You had no way to turn either of them down? Yet now you are too worn out after 6 months to do either of them justice? I would have that very difficulty conversation asap and find some recommendations so you don't just leave a lack of coverage and help these programs transition. That is a professional responsibility.
Draft a plan of how to cut back on your hours and still leave them staffed. Reach out to your network and find some worthy candidates to recommend and finally stay full time until you have ensured full program coverage then and only then do you reduce your hours.
If you can't find suitable support staff then you'll need to step down and allow someone full time to take over. These programs need attention that you cannot provide.

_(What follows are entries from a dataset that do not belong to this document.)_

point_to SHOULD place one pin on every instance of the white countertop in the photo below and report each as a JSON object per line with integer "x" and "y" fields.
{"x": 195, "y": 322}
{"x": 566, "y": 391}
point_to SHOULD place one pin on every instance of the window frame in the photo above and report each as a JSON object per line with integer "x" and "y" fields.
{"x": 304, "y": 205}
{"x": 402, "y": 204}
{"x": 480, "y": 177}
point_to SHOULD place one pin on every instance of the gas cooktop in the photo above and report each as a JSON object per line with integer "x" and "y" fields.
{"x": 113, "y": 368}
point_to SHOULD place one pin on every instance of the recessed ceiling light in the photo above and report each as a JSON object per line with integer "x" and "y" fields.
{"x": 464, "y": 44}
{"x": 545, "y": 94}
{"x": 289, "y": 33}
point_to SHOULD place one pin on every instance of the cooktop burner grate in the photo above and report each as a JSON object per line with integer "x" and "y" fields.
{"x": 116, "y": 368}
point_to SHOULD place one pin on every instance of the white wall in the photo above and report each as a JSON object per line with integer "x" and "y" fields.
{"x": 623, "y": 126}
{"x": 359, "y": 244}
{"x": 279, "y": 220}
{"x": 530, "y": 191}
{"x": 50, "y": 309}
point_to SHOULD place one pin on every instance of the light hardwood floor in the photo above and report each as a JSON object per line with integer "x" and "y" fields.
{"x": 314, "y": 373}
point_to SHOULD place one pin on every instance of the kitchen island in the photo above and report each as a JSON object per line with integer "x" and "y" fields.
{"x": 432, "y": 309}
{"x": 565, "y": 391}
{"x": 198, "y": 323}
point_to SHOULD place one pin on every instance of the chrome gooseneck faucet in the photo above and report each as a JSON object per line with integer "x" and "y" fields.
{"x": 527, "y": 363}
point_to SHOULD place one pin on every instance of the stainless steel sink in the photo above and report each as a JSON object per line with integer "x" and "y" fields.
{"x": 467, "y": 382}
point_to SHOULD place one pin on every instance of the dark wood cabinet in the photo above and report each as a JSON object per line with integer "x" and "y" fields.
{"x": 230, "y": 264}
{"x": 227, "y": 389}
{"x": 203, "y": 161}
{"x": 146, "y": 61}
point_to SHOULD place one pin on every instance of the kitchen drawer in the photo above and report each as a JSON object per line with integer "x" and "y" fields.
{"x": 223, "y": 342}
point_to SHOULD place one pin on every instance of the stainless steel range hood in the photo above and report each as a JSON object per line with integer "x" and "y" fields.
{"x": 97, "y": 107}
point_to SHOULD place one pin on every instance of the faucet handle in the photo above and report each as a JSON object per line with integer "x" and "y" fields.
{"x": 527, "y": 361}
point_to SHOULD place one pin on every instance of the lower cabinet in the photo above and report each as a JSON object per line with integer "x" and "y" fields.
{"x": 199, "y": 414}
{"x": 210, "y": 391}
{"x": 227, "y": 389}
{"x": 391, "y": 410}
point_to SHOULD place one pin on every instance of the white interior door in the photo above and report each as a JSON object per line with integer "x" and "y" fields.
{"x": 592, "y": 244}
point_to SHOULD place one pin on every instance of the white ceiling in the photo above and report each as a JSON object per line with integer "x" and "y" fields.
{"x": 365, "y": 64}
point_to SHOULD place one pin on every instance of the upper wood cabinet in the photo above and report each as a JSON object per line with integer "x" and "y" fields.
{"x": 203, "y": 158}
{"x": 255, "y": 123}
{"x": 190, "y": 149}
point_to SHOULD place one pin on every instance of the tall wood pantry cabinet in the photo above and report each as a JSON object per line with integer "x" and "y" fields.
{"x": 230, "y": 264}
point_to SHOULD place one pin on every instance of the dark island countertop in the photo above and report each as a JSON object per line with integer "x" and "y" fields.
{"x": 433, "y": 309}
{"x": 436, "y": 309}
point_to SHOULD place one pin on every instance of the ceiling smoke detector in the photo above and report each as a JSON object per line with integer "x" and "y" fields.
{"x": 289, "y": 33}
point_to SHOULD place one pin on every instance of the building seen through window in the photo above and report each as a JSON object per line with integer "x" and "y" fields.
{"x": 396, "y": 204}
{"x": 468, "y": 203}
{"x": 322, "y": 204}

Do both companies know that you have been working two jobs? I'm assuming they are both full time? Honestly, it may not be sustainable to work both and you may want to consider choosing one to continue full time and perhaps offer yourself as a contractor for a few hours per week or month. What kind of life do you want to live is really the question here? Is your health and safety worth it? I hope you get to an answer soon before you end up ill or injured (or injuring someone else).
Both jobs know that I have been working two jobs from the beginning. I'm working one of the two jobs as a contractor, another one as a full-time.